Page 426-7 – for your own “enjoyment”
When a frame comes into either a bridge or a switch, it looks at the destination mac address and decides what port to put it out, to flood it, etc. It switches criteria on a destination mac address. With a router, it has a frame come into it, looks at the CRC, then tosses the frame and looks at the destination ip address, looks at the routing table and decides what interface to send it out of – you can think of this as switching; from one interface to another. However, it’s making forwarding decisions, not switching decisions. So routing is forwarding.
Page 444 – routing protocols. 444-446. They talk about some that you will see time and time again. RIP V1 & RIP V2. Most small networks will run RIP. The difference is V1 can’t handle classless subnetting.
Classless routing – no class a, b, c. What that means is I can have ie 10.1.16.3 with a subnet mask of 255.255.255.248. With classless subnetting, you could also have 192.168.50.4 – class C address – but having a 255.224.0.0 as a subnet mask – a class A address. Classless interdomain routing (CIDR) is a way for ISP’s to allow routers to not have as many routes. Variable length subnet masks (VLSM) lets you have different subnet masks on the same router. These all fall under the guise of classless subnets.
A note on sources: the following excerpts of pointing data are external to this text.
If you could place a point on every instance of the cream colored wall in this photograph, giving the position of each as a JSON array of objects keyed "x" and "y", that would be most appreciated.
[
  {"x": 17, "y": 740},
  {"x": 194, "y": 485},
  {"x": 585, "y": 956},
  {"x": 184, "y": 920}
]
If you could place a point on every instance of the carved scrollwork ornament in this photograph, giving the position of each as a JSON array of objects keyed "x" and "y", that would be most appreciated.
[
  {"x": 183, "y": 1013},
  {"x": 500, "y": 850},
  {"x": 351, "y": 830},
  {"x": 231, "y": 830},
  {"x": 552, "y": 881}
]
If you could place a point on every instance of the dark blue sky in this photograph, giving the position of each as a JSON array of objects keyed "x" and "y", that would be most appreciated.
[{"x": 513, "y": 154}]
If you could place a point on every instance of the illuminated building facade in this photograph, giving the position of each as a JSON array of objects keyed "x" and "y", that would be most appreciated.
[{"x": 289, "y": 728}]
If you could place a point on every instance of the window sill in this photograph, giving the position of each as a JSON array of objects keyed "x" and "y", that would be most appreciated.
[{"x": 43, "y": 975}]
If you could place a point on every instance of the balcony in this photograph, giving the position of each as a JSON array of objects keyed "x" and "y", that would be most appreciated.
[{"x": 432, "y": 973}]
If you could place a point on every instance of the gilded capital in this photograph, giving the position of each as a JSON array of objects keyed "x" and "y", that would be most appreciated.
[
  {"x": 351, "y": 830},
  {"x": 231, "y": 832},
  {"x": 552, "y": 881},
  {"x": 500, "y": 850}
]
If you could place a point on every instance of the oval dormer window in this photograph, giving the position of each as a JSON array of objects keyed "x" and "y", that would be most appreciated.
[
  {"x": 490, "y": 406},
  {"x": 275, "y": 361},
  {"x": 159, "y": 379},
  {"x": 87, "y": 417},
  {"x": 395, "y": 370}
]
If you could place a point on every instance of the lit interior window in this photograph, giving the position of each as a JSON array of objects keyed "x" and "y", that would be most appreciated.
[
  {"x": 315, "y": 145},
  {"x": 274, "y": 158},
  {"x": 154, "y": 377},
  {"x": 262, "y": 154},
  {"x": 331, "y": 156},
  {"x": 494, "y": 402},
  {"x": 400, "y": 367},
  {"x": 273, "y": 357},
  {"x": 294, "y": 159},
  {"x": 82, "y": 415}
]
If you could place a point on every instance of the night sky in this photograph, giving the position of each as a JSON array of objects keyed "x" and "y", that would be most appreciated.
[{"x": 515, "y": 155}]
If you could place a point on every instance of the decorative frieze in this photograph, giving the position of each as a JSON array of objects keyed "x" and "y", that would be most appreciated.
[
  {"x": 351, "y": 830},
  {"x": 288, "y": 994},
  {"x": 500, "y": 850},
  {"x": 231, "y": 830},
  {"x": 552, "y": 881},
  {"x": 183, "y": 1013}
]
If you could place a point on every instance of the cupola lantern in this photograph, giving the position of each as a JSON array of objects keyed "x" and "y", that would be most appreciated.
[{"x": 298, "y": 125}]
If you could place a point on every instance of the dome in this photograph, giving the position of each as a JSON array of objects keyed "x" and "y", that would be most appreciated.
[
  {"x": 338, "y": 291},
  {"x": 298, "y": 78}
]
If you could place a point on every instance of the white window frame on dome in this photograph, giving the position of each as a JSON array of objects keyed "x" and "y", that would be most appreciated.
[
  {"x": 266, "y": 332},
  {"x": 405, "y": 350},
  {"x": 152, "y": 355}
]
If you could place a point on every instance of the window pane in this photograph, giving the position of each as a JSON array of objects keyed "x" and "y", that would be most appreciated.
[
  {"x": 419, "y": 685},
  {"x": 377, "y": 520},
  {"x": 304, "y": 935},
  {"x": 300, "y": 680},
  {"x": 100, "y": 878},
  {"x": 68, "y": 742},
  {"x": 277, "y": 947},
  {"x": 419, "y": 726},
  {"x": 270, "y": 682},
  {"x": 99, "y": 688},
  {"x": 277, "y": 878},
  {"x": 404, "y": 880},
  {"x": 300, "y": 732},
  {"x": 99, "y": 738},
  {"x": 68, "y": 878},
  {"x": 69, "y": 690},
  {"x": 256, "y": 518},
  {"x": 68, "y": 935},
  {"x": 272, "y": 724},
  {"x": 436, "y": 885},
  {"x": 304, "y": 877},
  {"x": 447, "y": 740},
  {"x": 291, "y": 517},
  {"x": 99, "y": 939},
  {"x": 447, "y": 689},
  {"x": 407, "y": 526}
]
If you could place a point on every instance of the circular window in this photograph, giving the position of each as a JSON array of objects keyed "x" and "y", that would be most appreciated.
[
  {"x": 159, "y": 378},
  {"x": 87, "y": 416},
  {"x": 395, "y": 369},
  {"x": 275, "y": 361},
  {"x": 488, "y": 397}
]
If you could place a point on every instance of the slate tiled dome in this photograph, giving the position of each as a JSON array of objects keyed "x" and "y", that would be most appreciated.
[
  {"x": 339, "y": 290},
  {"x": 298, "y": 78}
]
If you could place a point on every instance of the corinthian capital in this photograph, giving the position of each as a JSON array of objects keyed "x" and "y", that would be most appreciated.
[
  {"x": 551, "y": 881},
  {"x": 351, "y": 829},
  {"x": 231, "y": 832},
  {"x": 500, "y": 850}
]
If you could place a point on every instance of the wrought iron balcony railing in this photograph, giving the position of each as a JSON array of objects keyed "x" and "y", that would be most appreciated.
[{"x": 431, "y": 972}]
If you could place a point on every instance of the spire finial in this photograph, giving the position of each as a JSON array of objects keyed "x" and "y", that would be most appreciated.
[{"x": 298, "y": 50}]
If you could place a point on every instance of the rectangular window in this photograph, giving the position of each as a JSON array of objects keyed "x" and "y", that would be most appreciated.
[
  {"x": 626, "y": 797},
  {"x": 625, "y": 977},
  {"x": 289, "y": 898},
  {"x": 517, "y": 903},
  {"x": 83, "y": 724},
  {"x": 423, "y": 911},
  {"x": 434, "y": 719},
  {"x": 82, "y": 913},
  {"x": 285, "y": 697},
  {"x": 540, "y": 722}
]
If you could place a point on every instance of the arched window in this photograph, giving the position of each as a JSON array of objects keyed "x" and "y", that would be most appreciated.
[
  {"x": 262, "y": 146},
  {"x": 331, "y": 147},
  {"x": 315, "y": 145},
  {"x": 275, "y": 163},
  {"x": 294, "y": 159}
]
RIP is a Distance Vector Protocol. DVPs are typically simpler than other styles of routing protocols.
IGRP is another DVP very much by RIP, developed by CISCO to fix RIPS problems (RIP uses a hop count). IGRP’ll give you 11 hops default. It also gives you a triggered update. With RIP, if you lose one of your connections, your router won’t tell anybody until 30 seconds from now (when it broadcasts any 30 seconds). IGRP tells everyone as soon as the connection is lost. It also allows you to have more than one path to a network.
EIGRP – almost identical to IGRP, except that it’s a hybrid routing protocol (the two families are interior that are distance vector or interior that are link state).
OSPF – this reports on the state of the routers interfaces. It’s a link state protocol. It’s very quick to converge (it’s very quick in a link state network for all the routers to have all the same information, because they all know the whole topology of the network). There are different implementations of OSPF. It’s very common. It’s more complex in the fact that it takes more processing power off your router.
ISIS is an OSI routing protocol that actually works kinda well.
BGP is a border gateway protocol, worked on networks much bigger than on the campus. It’s used on the internet.
What you need to know for a test essentially is what’s on page 444 – 446. You should be able to answer questions based on those pages.